2016 is the 60th anniversary of the interstate highway system in the United States.
Back in 1919, a young lieutenant colonel named Dwight Eisenhower traveled with a truck convoy “to road-test various Army vehicles and to see how easy or how difficult it would be to move an entire army across the North American continent.
“Averaging about 6 miles an hour, or 58 miles a day, the trucks snaked their way from Washington, [DC]… to California. Generally, it followed the ‘Lincoln Highway,’ later known as U.S. 30, arriving in San Francisco 62 days and 3,251 miles later. The convoy made a lasting impression on the young officer and stoked in him an interest in good roads.”

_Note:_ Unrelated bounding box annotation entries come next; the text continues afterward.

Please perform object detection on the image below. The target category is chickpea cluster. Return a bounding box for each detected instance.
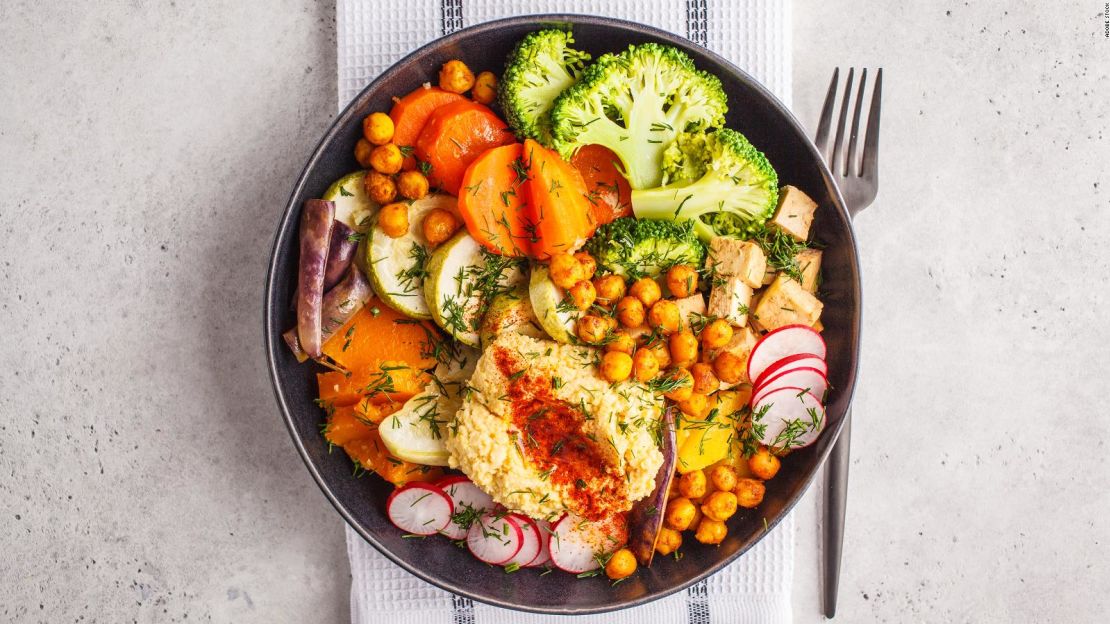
[354,59,497,242]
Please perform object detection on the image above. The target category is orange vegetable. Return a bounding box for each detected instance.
[458,143,532,255]
[316,361,431,406]
[390,87,465,171]
[524,139,597,260]
[416,100,515,195]
[323,298,440,372]
[343,430,443,485]
[571,145,632,224]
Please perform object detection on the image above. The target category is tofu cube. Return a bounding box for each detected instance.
[710,328,759,390]
[708,275,754,328]
[794,249,824,294]
[754,275,825,331]
[705,236,767,289]
[771,185,817,242]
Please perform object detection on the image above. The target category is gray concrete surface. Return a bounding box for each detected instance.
[0,0,1110,623]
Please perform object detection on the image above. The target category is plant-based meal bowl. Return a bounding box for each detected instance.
[265,14,860,614]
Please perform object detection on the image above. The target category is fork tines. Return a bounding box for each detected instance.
[814,68,882,178]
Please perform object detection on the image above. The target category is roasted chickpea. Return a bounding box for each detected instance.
[605,330,636,355]
[577,314,609,344]
[678,470,706,499]
[645,340,670,369]
[354,139,374,169]
[628,278,663,308]
[601,351,632,383]
[362,112,393,145]
[370,143,405,175]
[702,491,736,522]
[440,59,474,93]
[663,369,694,403]
[655,526,683,556]
[547,251,585,289]
[594,273,625,306]
[568,280,597,312]
[574,251,597,280]
[748,446,783,481]
[362,171,397,205]
[632,349,659,382]
[667,264,697,299]
[663,497,697,531]
[694,517,728,544]
[734,479,767,509]
[617,296,644,329]
[397,171,428,200]
[700,319,733,349]
[377,202,408,239]
[709,464,736,492]
[667,330,697,368]
[471,71,497,104]
[713,351,744,383]
[605,548,636,581]
[678,392,709,419]
[690,362,720,394]
[647,299,683,335]
[421,208,460,246]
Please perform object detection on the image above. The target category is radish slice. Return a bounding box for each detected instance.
[385,483,454,535]
[435,475,494,540]
[751,388,825,449]
[751,366,829,405]
[524,520,552,567]
[549,514,608,574]
[748,325,826,380]
[751,353,829,388]
[505,513,544,567]
[466,513,524,565]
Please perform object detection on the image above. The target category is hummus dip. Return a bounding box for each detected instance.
[445,332,663,520]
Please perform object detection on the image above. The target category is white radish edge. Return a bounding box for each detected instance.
[466,513,524,565]
[505,513,544,567]
[751,388,827,449]
[549,515,601,574]
[435,475,494,540]
[751,366,829,405]
[751,353,829,388]
[385,482,454,535]
[748,325,828,381]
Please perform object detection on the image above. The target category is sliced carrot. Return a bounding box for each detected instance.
[524,139,597,260]
[323,298,441,372]
[458,143,534,255]
[571,145,632,224]
[316,361,431,409]
[390,87,465,170]
[343,430,443,485]
[416,100,516,195]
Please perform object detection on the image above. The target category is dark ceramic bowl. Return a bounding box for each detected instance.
[265,14,860,614]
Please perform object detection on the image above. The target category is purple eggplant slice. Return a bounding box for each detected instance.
[628,407,678,565]
[296,200,335,358]
[282,264,374,362]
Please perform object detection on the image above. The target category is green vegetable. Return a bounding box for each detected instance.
[498,29,589,145]
[586,215,705,278]
[632,128,778,241]
[552,43,728,189]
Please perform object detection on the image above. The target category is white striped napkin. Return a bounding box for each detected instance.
[336,0,794,624]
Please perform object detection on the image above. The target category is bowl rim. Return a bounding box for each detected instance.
[263,13,862,615]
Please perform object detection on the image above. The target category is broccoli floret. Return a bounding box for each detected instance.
[586,217,705,278]
[552,43,728,189]
[632,128,778,241]
[498,29,589,147]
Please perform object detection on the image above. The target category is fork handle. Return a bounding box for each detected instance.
[821,407,851,620]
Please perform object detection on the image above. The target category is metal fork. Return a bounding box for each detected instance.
[814,68,882,618]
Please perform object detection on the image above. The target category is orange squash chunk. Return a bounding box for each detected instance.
[323,298,440,373]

“On June 29, 1956, President Eisenhower signed the…bill [which] created a 41,000-mile ‘National System of Interstate… Highways’ that would… eliminate unsafe roads, inefficient routes, traffic jams, and all of the other things that got in the way of ‘speedy, safe transcontinental travel.’ At the same time, highway advocates argued, “in case of atomic attack on our key cities, the road network [would] permit quick evacuation of target areas.”
From here: “Although the Interstate System accounts for about 1.1 percent of the Nation’s total public road mileage, it carries 24 percent of all highway travel.”
One of those odd factoids I knew: “The numbering system used for interstates is intended to be the mirror opposite of the U.S. highway system, so drivers won’t be confused about whether to take Highway 70 or Interstate 70. For example, I-10 runs through southern states east-west (as all major even-numbered interstates do; odd-numbered interstates run north-south), while Highway 10 runs through northern states. Because I-50 would run through the same states as Route 50, the number will never be used.”
On vacation, we were traveled on Route 17, which is becoming I-86. But I was actually stunned to see I-99 near Painted Post, west of I-81, and well west of I-87 and I-95. It was a pork-barrel project of some Congressman, including the illogical numbering.
The large problem with the interstate highway system today is how to pay to repair roadways and bridges. The traditional source, the federal Highway Trust Fund, relies on the 18.4-cent federal gas tax, which has not grown with inflation. But there is no political will to do something about it.